The outdoor experience areas, including Nature Walk, are closed for the season and will open again on March 26, 2015. Please visit the indoor experience areas, Discovery Station, Create.Connect and Craft Corner, for year round fun and exploration.
Take a trek along the Nature Walk and discover a different view of the prairie! Explore Conner Prairie’s natural setting up close as you walk through a forest and along the top of a levee that is flanked by woods, farmland, prairie and the White River. Along the way you will discover plant and animal life that call this part of Conner Prairie their home. Take a break on one of several benches along the path, and stay quiet to listen for and spot different critters rustling around you. Talk about the importance of nature, and learn how land was used in the past by Native Americans and William Conner, and how it is being used today. At the end of the trail you will find the Lookout, an elevated observation deck, that provides a wonderful view of the restored prairie, which was created to attract certain migratory birds.

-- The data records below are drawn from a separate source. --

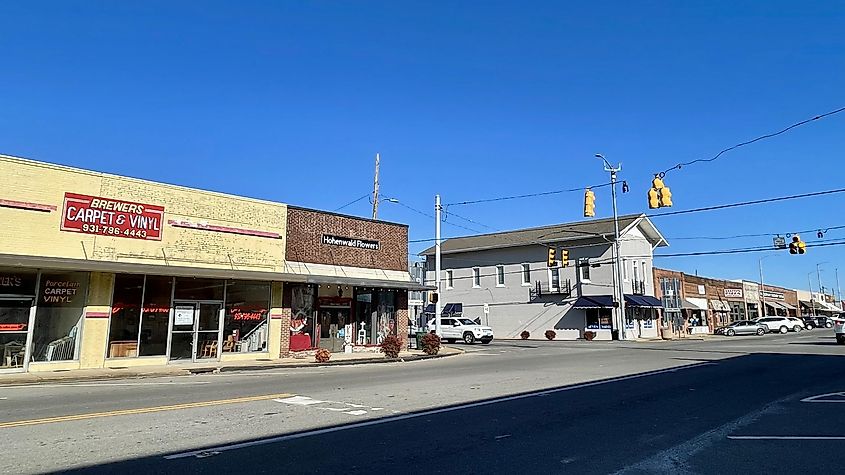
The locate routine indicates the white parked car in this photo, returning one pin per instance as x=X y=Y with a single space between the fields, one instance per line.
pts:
x=799 y=324
x=839 y=328
x=461 y=328
x=779 y=324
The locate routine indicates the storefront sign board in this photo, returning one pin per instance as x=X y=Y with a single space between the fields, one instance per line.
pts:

The Nature Walk trailhead is located between Prairietown and 1863 Civil War Journey, near the covered bridge. The distance from the trailhead to the Lookout, at the trail's end, and back is 2/3 mile long. If you walk from the Welcome Center to the Lookout and back to the Welcome Center, you've walked 1.2 miles! Grab one of our Adventure Backpacks, in the Welcome Center, loaded with activities, toys and tools to give young adventurers in the group more ways to discover nature.
Come Out and Play!
Hoof it on the Nature Walk for an interactive and engaging experience that links families with the outdoors and all that the natural world has to offer. In a society where many of our children (and adults!) are suffering from “Nature Deficit Disorder,” Conner Prairie has chosen to be a part of the national solution to “unplug” kids and reconnect them with trees, a new-born calf, a walk through the woods, or the feeling of wind in their faces.
Nature Walk Basics
What animals, birds and plants might I spot along the trail?
Since the Nature Walk occurs at the junction of several types of habitat (forest, river and prairie), there is a wide variety of plant and animal life you can see. Deer, squirrels, rabbits and chipmunks are common in the area. Bird species include ring-necks pheasant, red-tailed hawks, finches, warblers, sparrows, wrens and an occasional bald eagle.
Plant life includes several types of trees like oak, maple, locust and sycamore. Prairie grasses include little bluestem, Canada wild rye, rough dropseed and sideoats grama. See if you can find the following wildflowers...black-eyed susans, purple coneflowers, false sunflowers and sky-blue asters.
Is there an additional fee to access the Nature Walk?
No. Access to the Nature Walk is included in the price of general admission.
What is the terrain like on the trail?
The Nature Walk follows easy terrain with a moderately steep slope at the half-way mark. The remainder of the trail is fairly flat. The walk begins in a forest edge environment and travels through a forest, then along the White River, and ends overlooking the prairie.
What kind of shoes should I wear?
The path is paved with gravel and has a moderately steep slope in certain sections. Walking shoes or boots are strongly recommended for the Nature Walk; flip-flops or shoes with heels are not recommended. Individuals with mobility issues or difficulty walking steep slopes will want to use care on the Nature Walk. Five benches are located along the path for your convenience.
Are strollers and wheelchairs permitted?
Due to uneven terrain and steepness, it is strongly recommended that strollers, wheelchairs and other wheeled vehicles not be used on the trail.The path is paved with loose gravel which could cause wheeled implements to become stuck and may make the slope slippery.
Are pets allowed on the Nature Walk?
No, pets are not allowed on Conner Prairie's property.
What cautions should I take on the trail?
Please be aware that poison ivy can be found along the trail. Going off the trail may result in you becoming exposed.